Health promotion at work has grown in importance over the last decade as employers and employees recognize the respective benefits. Working people spend about half of their non-sleeping day at work and this provides an ideal opportunity for employees to share and receive various health messages and for employers to create healthy working environments. The scope of health promotion depends upon the needs of each group.

Some of the most common health promotion activities are smoking reducing activities, healthy nutrition or physical exercise programs, prevention and abatement of drug and alcohol abuse.

However, health promotion may also be directed towards other social, cultural and environmental health determinants, if the people within the company consider that these factors are important for the improvement of their health, well-being and quality of life. In this case factors such as improving work organization, motivation, reducing stress and burnout, introducing flexible working hours, personal development plans and career enhancement may also help to contribute to overall health and well-being of the working community.

The Healthy Community setting In addition to occupational health and workplace health promotion there is also another important aspect to Workplace Health Management.

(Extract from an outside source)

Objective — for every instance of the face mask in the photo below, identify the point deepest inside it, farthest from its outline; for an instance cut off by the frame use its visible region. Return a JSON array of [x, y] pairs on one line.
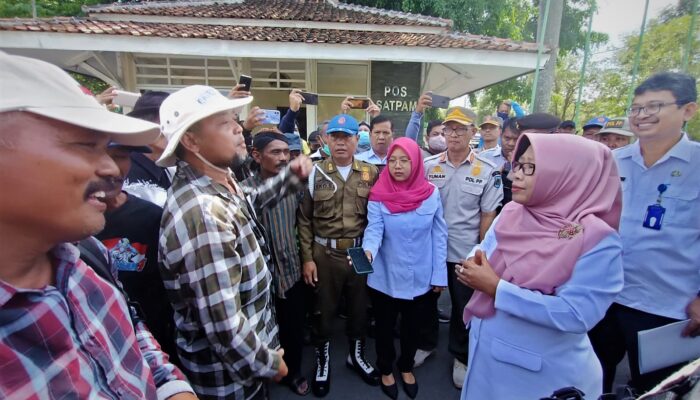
[[437, 143]]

It is related to the impact that each company may have on the surrounding ambient environment, and through pollutants or products or services provided to others, its impact on distant environments. Remember how far the effects of the Chernobyl Nuclear accident in 1986 affected whole neighbouring countries.

Although the environmental health impact of companies is controlled by different legislation to that which applies to Health and Safety at work, there is a strong relationship between safeguarding the working environment, improving work organization and working culture within the company, and its approach to environmental health management.

Many leading companies already combine occupational health and safety with environmental health management to optimally use the available human resources within the company and to avoid duplication of effort. Occupational health nurses can make a contribution towards environmental health management, particularly in those companies that do not employ environmental health specialists.